Pastor trzymał w obu rękach colty wycelowane w, jak mu się zdawało, usosobienie samego szatana, gotów oddać strzał w każdej chwili. Był tak przejęty swoją rolą i tym, co się dzieje, że nawet nie zauważył kiedy Thomas Hartman podniósł się z siedzenia.

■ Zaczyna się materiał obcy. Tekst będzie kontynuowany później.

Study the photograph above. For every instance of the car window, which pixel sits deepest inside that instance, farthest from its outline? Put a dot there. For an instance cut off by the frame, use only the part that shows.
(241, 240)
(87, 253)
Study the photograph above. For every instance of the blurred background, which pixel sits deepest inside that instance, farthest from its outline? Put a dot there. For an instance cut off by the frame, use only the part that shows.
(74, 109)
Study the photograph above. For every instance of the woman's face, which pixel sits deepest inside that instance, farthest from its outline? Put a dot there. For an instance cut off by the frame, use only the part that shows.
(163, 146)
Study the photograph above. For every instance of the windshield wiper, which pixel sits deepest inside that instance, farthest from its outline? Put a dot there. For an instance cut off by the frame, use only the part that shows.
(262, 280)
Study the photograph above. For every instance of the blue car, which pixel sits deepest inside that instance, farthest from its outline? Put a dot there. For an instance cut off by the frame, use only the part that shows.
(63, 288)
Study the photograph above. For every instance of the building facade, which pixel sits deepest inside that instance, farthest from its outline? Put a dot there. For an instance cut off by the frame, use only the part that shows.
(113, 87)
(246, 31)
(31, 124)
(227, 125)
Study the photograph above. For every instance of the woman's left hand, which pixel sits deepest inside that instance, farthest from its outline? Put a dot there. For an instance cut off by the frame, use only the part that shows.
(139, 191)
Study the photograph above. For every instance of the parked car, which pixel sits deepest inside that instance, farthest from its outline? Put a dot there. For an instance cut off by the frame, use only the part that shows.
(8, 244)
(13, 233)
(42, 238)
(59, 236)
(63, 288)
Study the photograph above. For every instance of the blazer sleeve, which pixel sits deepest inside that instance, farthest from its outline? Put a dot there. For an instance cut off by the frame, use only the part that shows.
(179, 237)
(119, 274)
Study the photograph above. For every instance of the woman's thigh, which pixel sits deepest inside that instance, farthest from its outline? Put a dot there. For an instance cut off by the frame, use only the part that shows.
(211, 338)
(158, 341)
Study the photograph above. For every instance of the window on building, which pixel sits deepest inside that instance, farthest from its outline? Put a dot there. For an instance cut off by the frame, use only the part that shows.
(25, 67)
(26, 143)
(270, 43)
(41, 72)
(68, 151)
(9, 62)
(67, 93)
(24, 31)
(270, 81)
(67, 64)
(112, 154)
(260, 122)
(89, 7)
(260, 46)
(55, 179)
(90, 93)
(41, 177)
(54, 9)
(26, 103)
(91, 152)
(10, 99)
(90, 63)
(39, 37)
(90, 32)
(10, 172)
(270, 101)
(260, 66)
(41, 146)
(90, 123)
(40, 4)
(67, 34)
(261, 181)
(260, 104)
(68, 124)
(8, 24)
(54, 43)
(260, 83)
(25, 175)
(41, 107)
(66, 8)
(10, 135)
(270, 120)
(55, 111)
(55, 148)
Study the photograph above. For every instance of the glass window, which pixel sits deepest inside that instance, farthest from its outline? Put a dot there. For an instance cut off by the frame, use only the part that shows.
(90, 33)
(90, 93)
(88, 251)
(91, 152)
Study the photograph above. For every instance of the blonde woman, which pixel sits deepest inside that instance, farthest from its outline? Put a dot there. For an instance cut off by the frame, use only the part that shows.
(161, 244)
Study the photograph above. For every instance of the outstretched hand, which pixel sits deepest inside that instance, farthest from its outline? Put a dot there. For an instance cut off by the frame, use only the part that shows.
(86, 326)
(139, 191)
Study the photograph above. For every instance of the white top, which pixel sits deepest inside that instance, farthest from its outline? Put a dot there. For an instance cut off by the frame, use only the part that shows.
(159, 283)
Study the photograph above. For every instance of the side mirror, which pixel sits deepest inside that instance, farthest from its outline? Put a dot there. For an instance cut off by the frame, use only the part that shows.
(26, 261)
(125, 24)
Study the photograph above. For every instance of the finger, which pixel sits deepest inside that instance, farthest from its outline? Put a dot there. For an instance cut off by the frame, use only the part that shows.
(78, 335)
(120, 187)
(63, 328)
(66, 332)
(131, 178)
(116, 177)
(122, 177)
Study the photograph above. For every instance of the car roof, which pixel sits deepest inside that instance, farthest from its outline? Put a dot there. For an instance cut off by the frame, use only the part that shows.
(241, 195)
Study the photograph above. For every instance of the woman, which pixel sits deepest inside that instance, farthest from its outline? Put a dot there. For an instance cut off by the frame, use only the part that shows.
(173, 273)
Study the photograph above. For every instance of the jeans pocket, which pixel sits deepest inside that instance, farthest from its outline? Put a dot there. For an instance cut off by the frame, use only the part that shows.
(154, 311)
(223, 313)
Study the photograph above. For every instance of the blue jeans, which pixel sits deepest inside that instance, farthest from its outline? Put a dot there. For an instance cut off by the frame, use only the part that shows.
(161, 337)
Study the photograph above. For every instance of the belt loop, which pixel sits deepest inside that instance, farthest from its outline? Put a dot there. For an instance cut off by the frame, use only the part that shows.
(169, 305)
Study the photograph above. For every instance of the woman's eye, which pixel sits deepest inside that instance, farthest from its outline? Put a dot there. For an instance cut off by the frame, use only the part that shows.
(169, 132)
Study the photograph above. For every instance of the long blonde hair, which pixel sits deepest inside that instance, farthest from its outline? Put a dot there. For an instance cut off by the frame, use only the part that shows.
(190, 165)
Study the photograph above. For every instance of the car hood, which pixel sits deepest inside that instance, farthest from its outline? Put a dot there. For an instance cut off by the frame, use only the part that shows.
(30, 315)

- Dwa - miał właśnie odliczyć dalej John, kiedy to doznał takiego uderzenia, jakby niebiosa same na niego spadły. Pastor ugiął się pod siłą ciosu i opadł na kanapę. Uderzenie było tak silne, że bezwładnie upuścił jeden z coltów na podłogę dyliżansu, a jakimś cudem drugi utrzymał w lewej ręce. Szybko wycelował go w agresora, jednak ten odbił rękę Johna na bok w momencie wystrzału sprawając, że kula minęła wszystkich i przedziurawiła dach pojazdu. Thomas Hartman rzucił się na Johna chcąc go chyba udusić. Pastor chciał krzyknąć o pomoc, jednak silny uścisk napastnika skutecznie mu to uniemożliwił.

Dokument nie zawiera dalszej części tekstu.